Толпа стремительно редела, не вкусив обещанного зрелища. Пастор в окружении сопровождающих, с прытью мало свойственной подобным ему старикам, поспешил оказаться под защитой городских стен. Только городской староста не стал отрицать своей причастности и направился прямо к спасителю девушки.

– Вот золото, что вручил мне Тадде, – он протянул вперед кошелек вдвое больше того, на который позарилась Мириам. – Забери его и будем квиты. Мне ни к чему порочить свое доброе имя перед тобой, лорд Бранд. Он какой-никакой, но сын нашего короля. Я же простой человек, но чту твой проклятый договор.

– Раздай это золото нищим, староста, и я забуду тот день, когда ты его нарушил. А если вздумаешь обмануть меня еще раз, отыщу тебя и вспорю твое сытое брюхо – сделаю то, что собирался сделать твой принц-выродок, если бы ты посмел его ослушаться.

Смятение рыжебородого сменилось страхом, и лишь затем пониманием.

– Убирайтесь из города как можно скорее. У нашего принца злая память и тяжелая рука, – проговорил староста, склоняя голову и удаляясь вслед за редеющей толпой.

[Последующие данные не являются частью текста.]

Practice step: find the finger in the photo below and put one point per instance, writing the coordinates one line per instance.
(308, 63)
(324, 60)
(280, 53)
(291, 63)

Морган снял с плеч тяжелый плащ и молча завернул в него Мириам. Ей было зябко, но она попробовала увернуться – от нее разило как от сточной канавы, а из пореза на руке все еще струилась кровь. Этот плащ был слишком хорош для нее.

– Как же тебе досталось, милая, – Бранд принялся бесцеремонно и в то же время ласково утирать ее слезы. – Знавал я одного косматого паренька. Он готов был мстить мерзавцам за каждую твою царапину. Проклятье!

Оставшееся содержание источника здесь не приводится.